By Joe Rector
Most mornings, I crawl out of bed and walk to my closet. Once the door is opened, I stare at a long line of shirts and several pairs of pants and try to decide which of them I will wear for that day. Sometimes, the process is much like choosing a show on television to watch. Plenty of options are available, but not a single one is appealing. I long for earlier times when making a wardrobe decision wasn’t a problem.
When Jim and I were boys, we received new clothes once a year. Mother dragged us downtown to the department stores. These new duds were for school… period. Each of us received a couple of pairs of jeans and a couple of shirts.
At home, we had our old clothes. We played in them and worked in them. New items were tucked away for other times. The knees of some jeans were threadbare. I never understood exactly how that happened, but I’d look down and my knee would be trying to escape from the hole that was forming. Mother would at some point take the jeans to her sewing machine. There she applied a patch, much like one that is placed on a flat tire. The quick fix gave those jeans a few more weeks of life. I hated patches because they always scratched my skin or stuck to it like glue.
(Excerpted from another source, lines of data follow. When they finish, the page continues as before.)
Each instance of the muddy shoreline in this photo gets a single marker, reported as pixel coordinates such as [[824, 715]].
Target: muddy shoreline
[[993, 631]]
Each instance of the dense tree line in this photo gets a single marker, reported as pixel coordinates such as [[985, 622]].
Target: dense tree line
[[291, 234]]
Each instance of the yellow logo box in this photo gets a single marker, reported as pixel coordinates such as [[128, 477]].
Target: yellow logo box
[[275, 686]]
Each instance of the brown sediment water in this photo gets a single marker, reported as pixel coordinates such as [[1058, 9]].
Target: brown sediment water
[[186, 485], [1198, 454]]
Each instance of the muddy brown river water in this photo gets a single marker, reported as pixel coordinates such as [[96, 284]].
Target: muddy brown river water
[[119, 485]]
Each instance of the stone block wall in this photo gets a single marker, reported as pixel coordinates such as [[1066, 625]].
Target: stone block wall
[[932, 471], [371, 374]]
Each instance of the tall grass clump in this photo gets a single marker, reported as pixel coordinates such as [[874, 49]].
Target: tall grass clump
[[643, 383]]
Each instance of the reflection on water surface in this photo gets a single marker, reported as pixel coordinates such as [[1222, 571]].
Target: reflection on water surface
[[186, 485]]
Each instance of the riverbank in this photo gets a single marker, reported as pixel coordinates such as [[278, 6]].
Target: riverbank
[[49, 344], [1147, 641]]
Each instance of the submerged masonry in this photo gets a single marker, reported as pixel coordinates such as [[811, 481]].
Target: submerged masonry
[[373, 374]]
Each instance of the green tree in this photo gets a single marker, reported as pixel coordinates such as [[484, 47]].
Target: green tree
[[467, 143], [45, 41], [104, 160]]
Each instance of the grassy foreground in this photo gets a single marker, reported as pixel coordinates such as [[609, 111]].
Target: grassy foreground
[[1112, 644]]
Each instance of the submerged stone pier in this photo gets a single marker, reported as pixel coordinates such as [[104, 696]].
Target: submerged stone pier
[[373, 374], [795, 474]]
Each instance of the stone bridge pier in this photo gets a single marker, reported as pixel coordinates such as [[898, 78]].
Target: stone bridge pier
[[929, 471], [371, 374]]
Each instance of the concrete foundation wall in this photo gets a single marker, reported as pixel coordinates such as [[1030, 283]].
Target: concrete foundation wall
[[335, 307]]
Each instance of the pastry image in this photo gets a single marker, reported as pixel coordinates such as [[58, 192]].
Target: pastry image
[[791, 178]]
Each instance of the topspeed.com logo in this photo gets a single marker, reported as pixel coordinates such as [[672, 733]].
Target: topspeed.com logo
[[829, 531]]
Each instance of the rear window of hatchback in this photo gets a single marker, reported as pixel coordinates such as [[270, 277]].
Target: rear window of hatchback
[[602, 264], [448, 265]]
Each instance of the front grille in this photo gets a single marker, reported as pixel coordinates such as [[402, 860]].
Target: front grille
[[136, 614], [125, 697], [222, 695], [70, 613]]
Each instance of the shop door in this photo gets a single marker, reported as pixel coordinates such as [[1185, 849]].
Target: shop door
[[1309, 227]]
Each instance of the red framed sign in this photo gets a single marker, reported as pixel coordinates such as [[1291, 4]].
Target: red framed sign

Mother was an ace seamstress. She sewed for several women before taking a job as a teacher full time. She would sit at her machine and in no time put together shirts for Jim and me to wear. They outlasted any store-bought item, and they were just as nice looking. At that young age, however, we preferred shirts with tags on the collars. The last thing we wanted was to look different, a damnable curse to children.
The point is that all of our clothes fit in the three or four drawers and the small rod of a chifferobe. That included underwear and socks too. We needed no more than that, and our parents couldn’t afford to buy too many things in addition to the few shirts and jeans that we had.
Now, I have a dozen pairs of dress pants. In fact, for some colors, I have two pairs. In addition, I have three or four pairs of jeans. On the long rod in my walk-in closet, I have as many as 25 shirts. Some are long-sleeved; others are short-sleeved. I also have others tucked away in a drawer, and I own half a dozen sweaters. I waste time looking for something to wear for the day.
In the hall closet hang too many jackets and coats. I own two or three winter coats and a bunch of jackets for cool weather. Some of them are worn once a year; the rest of the time they just take up space. Hanging with them are three suits and two sports coats. They come out for funerals and rare formal occasions.
My wife says that many of my clothing items are out of style. I reply that they are comfortable and have plenty of life left. The truth is that I hate shopping for clothes. My happiest days were spent at Toyota of Knoxville. I had a uniform to wear. No one raised an eyebrow when I walked in wearing the same shirt and pants each day. No decisions were made: I reached in the closet and pulled out one of the uniforms. Dressing could have been done in the dark.
One of these days, I’m going to rid myself of all but a few clothing items. The rest will be delivered to second-hand store. Others can take my discarded clothes and get much more enjoyment out of them. I will once again enjoy the days when less is enough. My time won’t be spent dumbly standing in the closet as I try to make a choice of what to wear.